Paper | Classifier | Number, age | Training and testing | Results | Glaucoma diagnosis | Database |
Nayak et al 2009[42] | ANN | 61, 37 G, 24 H, 25 to 60 | 46 images used for training, 15 images used for testing | AUROC 0.984 (sensitivity 100%, specificity 80%), no CI | Ill-defined but by an ophthalmologist | Kasturba Medical College, Manipal, India |
Bock et al 2010[51] | SVM | 575, 239 G, 336 N, 56.1±11.4 | 5 fold cross validation | AUROC 0.88 P<0.07, sensitivity 73%, specificity 85% | Ill defined, stated gold standard | Erlangen Glaucoma Registry, Germany |
Acharya et al2011[43] | SVM | 60, 30 G, 30 N, 20-70 | 5 fold cross validation | 91% accuracy, no CI, stated P significant is <0.05 | Ill defined | Kasturba Medical College, Manipal, India |
Mookiah et al 2012[44] | SVM | 60, 30 G, 30 N, 20-70 | 3 fold stratified cross validation | Accuracy 93.33%, sensitivity 86.67%, specificity 93.33%, AUROC 0.984, no CI, stated P significant is <0.05 | Ill-defined but by an ophthalmologist | Kasturba Medical College, Manipal, India |
Chakrabarty et al 2016[41] | CNN | 314, 169 G, 145 N | 1926 to train, 314 to test | AUROC 0.792 | Gold standard.

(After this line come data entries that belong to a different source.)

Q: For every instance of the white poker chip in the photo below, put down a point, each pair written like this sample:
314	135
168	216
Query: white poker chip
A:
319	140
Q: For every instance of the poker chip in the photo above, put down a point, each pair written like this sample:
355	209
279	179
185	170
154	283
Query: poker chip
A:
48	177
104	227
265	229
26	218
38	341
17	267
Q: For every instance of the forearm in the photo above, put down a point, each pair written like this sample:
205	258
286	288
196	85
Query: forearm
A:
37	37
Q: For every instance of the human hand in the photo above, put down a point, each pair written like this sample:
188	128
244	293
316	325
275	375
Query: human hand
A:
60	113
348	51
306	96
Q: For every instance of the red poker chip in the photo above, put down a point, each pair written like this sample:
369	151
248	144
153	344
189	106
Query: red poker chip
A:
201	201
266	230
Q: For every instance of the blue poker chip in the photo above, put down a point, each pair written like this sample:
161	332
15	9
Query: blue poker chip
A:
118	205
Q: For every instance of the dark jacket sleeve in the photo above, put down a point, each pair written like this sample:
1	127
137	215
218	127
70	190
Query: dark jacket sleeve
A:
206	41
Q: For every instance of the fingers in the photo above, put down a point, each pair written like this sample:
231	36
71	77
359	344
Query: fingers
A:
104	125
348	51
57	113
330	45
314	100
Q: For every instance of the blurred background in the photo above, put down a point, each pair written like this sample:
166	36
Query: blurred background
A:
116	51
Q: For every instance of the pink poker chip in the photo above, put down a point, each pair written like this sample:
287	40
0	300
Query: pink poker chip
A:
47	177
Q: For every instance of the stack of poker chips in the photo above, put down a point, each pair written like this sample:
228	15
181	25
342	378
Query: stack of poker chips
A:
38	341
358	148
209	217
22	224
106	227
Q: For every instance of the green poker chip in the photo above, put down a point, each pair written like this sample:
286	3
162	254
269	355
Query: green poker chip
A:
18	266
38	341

Diagnosed by 4 glaucoma specialist | Aravind Eye Hospital, Madurai and Coimbatore, India |
Issac et al 2015[45] | SVM | 67, 32 G, 35 N, 18-75 | Leave one out cross validation | Accuracy 94.11%, sensitivity 100%, specificity 90%, no CI, P significant if less than 0.05 | Ill-defined but by an ophthalmologist | Venu Eye Research Centre, New Delhi, India |
Maheshwari et al 2017[46] | SVM | Two databases, 60, 30 G, 30 N, 505, 250 G, 255 N, no age range | Three fold and tenfold cross validation | Accuracy 98.33%, sensitivity 100%, specificity 96.67%, no CI, P significant if less than 0.05 | Ill-defined but by an ophthalmologist | Medical Images analysis Group Kasturba Medical College, Manipal, India |
Singh et al 2016[47] | SVM | 63, 33 G, 30 N, 18-75 | Leave one out cross validation, 44 to train 19 to check | Accuracy 95.24%, sensitivity 96.97%, specificity 93.33%, no CI, P significant if less than 0.05 | Ill-defined but by an ophthalmologist | Venu Eye Research Centre, New Delhi, India |
Maheshwari et al 2017[48] | LS-SVM | 488, 244 G, 244 N, no age range | Three fold and tenfold, cross validation | Accuracy 94.79%, sensitivity 93.62%, specificity 95.88% | Ill-defined but by an ophthalmologist | Kasturba Medical College, Manipal, India |
Raghavendra et al 2018[49] | SVM | 1426, 837 G, 589 N | 70% raining, 30% testing, repeated 50 times, random training and testing partitions | Accuracy 98.13%, sensitivity 98%, specificity 98.3%, no CI, P significant if less than 0.05 | Ill-defined but by an ophthalmologist | Kasturba Medical College, Manipal, India |
Ahn et al 2018[63] | CNN | 1542, 756 G, 786 N, no age range | Randomly partitioned into 754 training, 324 validation and 464 test datasets | AUROC 0.94, accuracy 87.9%, no CI | Ill-defined but likely Anderson Patella Criteria | Kim's Eye Hospital, Seoul, South Korea |
Christopher et al 2018[52] | CNN | 14822, 5633 G, 9189 N | 10 fold cross validation | AUROC 0.91 (0.9-0.91 CI) | Independent masked graders | The ADAGES study, New and Alabama DIGS Study, California |
Li et al 2018[53] | CNN | 39745, 9279 G, 30466 N | 8000 images as the validation set, and 31745 images as training set | AUROC 0.986 (95%CI, 0.984-0.988) | Grading by trained ophthalmologists | Label me Data Set |
G: Glaucoma; N: Normal; AUROC: Area under the receiver operating characteristics curve; CI: Confidence interval; CNN: Convolutional neural networks; ANN: Artificial neural network; SVM: Support vector machine; LS-SVM: Least squares support vectors machine; ADAGES: African descent and glaucoma evaluation study; DIGS: Diagnostic innovations in glaucoma study.